Of those, four patients achieved complete immediate relief (within 30 minutes) of their bladder pain and eight achieved partial relief. Only three experienced no relief.

The reason? "Bupivacaine is more lipophilic and more potent than lidocaine," said Dr. Quillin, who worked on the study with Deborah Erickson, MD, and Gwen Hooper, ARNP.

Because it's a single ingredient, bupivacaine has the added advantage of being easy for patients to use at home if they choose, noted Dr. Erickson, professor of surgery at the University of Kentucky.

Although patients who experienced partial or no relief tended to be older and to have had symptoms for a longer time, their one statistically significant distinguishing characteristic was having pelvic floor dysfunction (PFD).

Although the differences didn't reach statistical significance, those patients also tended to have constipation, which can be related to PFD, and back pain, which often accompanies PFD. In contrast, no patient who achieved complete relief from bupivacaine instillation had PFD or constipation.

Diazepam effective in PFD patients

For the patients with PFD, another simple treatment option may be very helpful: intravaginal diazepam (Valium).

Donna Carrico, NP, MS, working with Kenneth M. Peters, MD, at William Beaumont Hospital in Royal Oak, MI, presented a prospective study of 11 cases of women with PFD who used this treatment. Two of the women with PFD had IC, five had vulvodynia with PFD, two had vulvodynia (no PFD), and two had PFD only.

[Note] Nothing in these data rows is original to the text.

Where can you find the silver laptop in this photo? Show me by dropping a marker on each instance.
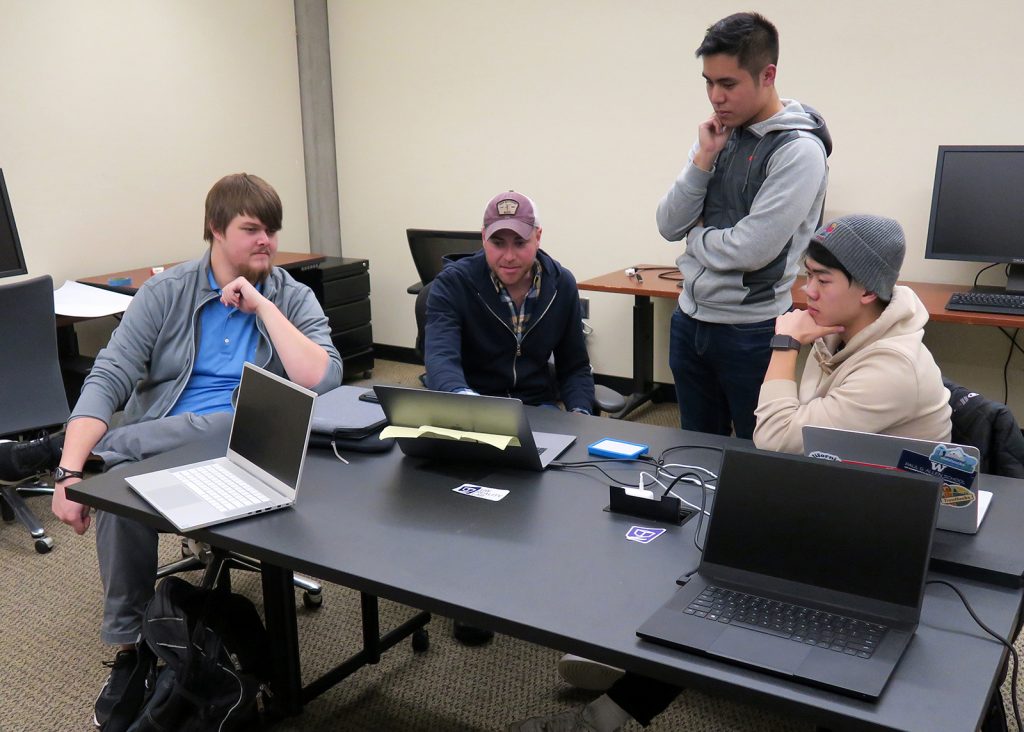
(963, 508)
(811, 570)
(469, 413)
(262, 468)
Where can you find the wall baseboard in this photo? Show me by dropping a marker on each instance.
(622, 384)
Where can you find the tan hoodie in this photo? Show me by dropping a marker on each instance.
(884, 381)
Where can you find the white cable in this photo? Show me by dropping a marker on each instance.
(691, 467)
(695, 508)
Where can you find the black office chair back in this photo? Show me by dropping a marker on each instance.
(32, 392)
(429, 247)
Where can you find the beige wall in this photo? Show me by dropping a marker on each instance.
(116, 117)
(590, 108)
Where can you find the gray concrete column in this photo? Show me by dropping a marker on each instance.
(316, 99)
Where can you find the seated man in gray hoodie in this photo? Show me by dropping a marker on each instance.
(747, 204)
(173, 364)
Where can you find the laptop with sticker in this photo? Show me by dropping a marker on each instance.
(810, 570)
(964, 503)
(261, 470)
(467, 427)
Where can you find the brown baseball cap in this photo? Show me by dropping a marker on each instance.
(512, 211)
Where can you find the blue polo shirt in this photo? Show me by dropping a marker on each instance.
(227, 339)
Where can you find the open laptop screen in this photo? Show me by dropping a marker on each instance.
(271, 425)
(857, 530)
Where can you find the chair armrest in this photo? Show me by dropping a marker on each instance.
(607, 399)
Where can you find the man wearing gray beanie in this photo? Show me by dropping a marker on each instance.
(868, 369)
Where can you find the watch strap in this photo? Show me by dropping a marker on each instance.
(62, 473)
(781, 342)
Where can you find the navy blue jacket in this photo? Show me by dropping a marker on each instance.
(470, 341)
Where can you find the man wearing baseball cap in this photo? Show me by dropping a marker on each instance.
(495, 317)
(868, 369)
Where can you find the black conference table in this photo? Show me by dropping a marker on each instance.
(548, 564)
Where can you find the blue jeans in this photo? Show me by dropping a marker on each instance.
(718, 370)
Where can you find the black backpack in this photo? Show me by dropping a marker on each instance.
(203, 663)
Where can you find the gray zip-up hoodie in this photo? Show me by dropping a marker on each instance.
(152, 353)
(748, 222)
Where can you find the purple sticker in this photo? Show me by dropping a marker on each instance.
(642, 534)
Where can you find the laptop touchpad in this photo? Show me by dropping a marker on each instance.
(745, 646)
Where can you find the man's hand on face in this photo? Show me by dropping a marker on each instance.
(240, 293)
(712, 136)
(800, 325)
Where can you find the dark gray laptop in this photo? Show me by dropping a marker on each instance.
(962, 510)
(262, 468)
(835, 557)
(469, 413)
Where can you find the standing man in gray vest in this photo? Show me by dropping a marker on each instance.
(747, 204)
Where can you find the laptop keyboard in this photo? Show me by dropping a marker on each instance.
(803, 625)
(220, 487)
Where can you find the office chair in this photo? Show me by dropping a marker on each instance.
(990, 427)
(429, 247)
(198, 555)
(33, 392)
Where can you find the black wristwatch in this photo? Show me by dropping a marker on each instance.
(62, 474)
(783, 343)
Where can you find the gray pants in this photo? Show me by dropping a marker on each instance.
(127, 549)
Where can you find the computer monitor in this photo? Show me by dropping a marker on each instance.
(11, 258)
(978, 208)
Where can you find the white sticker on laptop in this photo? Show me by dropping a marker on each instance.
(642, 534)
(479, 491)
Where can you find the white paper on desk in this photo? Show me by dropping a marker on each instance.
(80, 300)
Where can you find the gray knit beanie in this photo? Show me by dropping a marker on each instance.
(870, 248)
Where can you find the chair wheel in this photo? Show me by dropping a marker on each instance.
(312, 601)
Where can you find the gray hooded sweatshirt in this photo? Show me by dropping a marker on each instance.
(748, 221)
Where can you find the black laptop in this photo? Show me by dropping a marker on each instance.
(811, 569)
(423, 412)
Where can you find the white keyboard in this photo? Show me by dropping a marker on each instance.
(219, 487)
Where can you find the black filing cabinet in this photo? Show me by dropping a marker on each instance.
(342, 286)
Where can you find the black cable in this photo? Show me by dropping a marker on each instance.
(576, 465)
(614, 481)
(704, 493)
(1013, 339)
(665, 451)
(1000, 639)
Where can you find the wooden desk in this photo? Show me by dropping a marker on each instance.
(933, 295)
(288, 260)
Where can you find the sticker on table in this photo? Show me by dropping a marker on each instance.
(956, 483)
(480, 491)
(642, 534)
(954, 457)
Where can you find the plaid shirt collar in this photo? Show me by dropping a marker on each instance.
(520, 316)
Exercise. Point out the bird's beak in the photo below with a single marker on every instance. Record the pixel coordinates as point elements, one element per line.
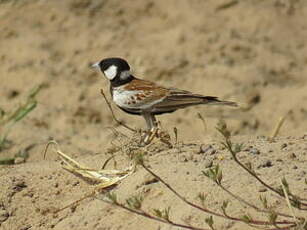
<point>95,65</point>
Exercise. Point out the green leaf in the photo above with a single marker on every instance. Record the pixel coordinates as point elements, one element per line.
<point>23,111</point>
<point>112,197</point>
<point>210,221</point>
<point>246,218</point>
<point>7,161</point>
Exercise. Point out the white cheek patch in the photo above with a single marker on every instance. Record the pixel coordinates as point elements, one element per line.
<point>111,72</point>
<point>124,75</point>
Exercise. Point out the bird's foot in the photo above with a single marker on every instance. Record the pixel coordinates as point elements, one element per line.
<point>153,133</point>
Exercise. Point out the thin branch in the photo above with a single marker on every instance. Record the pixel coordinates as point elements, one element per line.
<point>256,222</point>
<point>250,204</point>
<point>149,216</point>
<point>258,179</point>
<point>113,115</point>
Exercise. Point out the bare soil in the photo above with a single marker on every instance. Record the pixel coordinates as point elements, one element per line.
<point>252,52</point>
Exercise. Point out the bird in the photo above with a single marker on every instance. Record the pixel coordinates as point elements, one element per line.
<point>145,98</point>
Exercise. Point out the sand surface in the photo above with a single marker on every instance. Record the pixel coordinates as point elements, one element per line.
<point>252,52</point>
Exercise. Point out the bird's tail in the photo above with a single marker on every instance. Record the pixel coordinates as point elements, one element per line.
<point>215,101</point>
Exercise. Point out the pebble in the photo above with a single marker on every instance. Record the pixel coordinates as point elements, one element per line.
<point>292,156</point>
<point>268,163</point>
<point>19,160</point>
<point>254,151</point>
<point>208,164</point>
<point>263,189</point>
<point>4,215</point>
<point>207,149</point>
<point>284,145</point>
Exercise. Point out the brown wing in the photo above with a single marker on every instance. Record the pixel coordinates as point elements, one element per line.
<point>148,92</point>
<point>159,99</point>
<point>178,99</point>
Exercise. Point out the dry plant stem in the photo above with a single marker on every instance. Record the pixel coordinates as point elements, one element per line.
<point>249,204</point>
<point>113,115</point>
<point>288,201</point>
<point>256,177</point>
<point>149,216</point>
<point>251,222</point>
<point>75,202</point>
<point>277,128</point>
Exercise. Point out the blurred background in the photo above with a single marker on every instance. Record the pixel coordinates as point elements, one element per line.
<point>251,51</point>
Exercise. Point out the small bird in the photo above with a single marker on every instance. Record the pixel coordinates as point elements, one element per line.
<point>141,97</point>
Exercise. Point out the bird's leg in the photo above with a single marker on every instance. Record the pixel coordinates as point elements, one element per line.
<point>152,127</point>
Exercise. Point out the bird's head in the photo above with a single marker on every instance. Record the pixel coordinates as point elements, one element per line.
<point>115,69</point>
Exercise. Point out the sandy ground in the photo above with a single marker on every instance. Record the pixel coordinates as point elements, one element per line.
<point>252,52</point>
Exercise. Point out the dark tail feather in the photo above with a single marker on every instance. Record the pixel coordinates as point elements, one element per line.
<point>216,101</point>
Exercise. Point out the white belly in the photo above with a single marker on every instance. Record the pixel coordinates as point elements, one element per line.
<point>126,99</point>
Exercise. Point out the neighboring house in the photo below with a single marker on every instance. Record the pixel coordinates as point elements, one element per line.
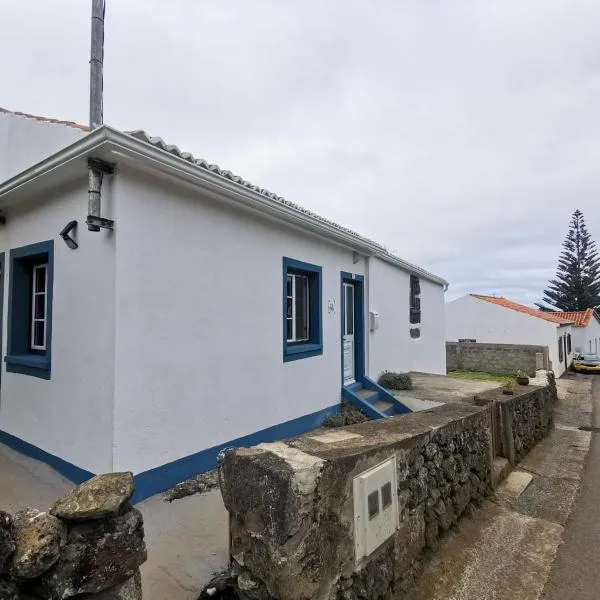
<point>25,140</point>
<point>215,314</point>
<point>586,330</point>
<point>496,320</point>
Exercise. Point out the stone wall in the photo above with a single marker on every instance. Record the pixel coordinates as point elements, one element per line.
<point>291,504</point>
<point>90,544</point>
<point>495,358</point>
<point>524,419</point>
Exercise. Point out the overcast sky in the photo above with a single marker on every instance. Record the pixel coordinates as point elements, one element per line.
<point>460,134</point>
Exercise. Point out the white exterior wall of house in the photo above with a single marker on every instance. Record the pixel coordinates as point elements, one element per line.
<point>587,339</point>
<point>70,415</point>
<point>199,349</point>
<point>471,318</point>
<point>24,141</point>
<point>390,346</point>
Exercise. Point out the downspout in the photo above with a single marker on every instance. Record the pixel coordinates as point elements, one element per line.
<point>97,168</point>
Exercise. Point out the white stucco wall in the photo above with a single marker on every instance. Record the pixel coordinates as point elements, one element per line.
<point>390,347</point>
<point>199,357</point>
<point>587,339</point>
<point>25,141</point>
<point>69,415</point>
<point>471,318</point>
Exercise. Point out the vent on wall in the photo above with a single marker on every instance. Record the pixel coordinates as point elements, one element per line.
<point>375,507</point>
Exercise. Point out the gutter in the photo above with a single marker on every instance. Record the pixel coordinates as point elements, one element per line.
<point>107,138</point>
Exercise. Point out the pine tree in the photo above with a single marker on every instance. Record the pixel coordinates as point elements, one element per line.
<point>577,283</point>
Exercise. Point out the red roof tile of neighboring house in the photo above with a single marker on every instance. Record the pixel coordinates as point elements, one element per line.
<point>580,318</point>
<point>534,312</point>
<point>45,119</point>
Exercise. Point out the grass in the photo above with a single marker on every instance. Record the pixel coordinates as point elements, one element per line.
<point>482,376</point>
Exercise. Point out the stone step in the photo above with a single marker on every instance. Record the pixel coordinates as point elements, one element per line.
<point>500,469</point>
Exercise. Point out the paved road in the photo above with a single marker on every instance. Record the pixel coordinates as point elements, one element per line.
<point>576,570</point>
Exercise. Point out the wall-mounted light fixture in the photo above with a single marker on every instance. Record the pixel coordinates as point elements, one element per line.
<point>71,226</point>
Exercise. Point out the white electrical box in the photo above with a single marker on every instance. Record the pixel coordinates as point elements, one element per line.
<point>375,507</point>
<point>373,320</point>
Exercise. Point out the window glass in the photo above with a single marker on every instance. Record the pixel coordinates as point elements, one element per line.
<point>301,307</point>
<point>40,279</point>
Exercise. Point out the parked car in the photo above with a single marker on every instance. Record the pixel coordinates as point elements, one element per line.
<point>586,363</point>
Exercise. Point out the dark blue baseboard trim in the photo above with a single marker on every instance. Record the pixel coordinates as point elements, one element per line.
<point>162,478</point>
<point>67,469</point>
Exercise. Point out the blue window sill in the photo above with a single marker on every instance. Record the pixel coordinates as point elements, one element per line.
<point>28,364</point>
<point>301,351</point>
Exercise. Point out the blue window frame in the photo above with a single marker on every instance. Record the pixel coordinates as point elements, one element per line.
<point>30,310</point>
<point>302,310</point>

Although sometimes diazepam is compounded into creams or hypoallergenic suppositories for intravaginal use, some simply inserted the oral tablet into the vagina. The dosages ranged from 5 to 10 mg inserted up to every 8 hours.

Before treatment and after 1 month, the clinicians assessed levels of levator and vulvar pain. After 1 month of treatment, a global response assessment was completed, and serum levels of diazepam for the six daily users were measured. Seven of 11 (64%) of the women said they were markedly improved, mean pain scores for levator pain dropped from 7.2 to 3.5, and vulvar pain decreased from 3.1 to 1.9.

The effect is apparently local, and side effects were minimal. Serum diazepam levels in all the daily users were below normal or low normal (mean=0.29 μg/mL, norm=0.2-1.0 μg/mL). Seven of 11 women reported no side effects; four (36%) reported mild drowsiness.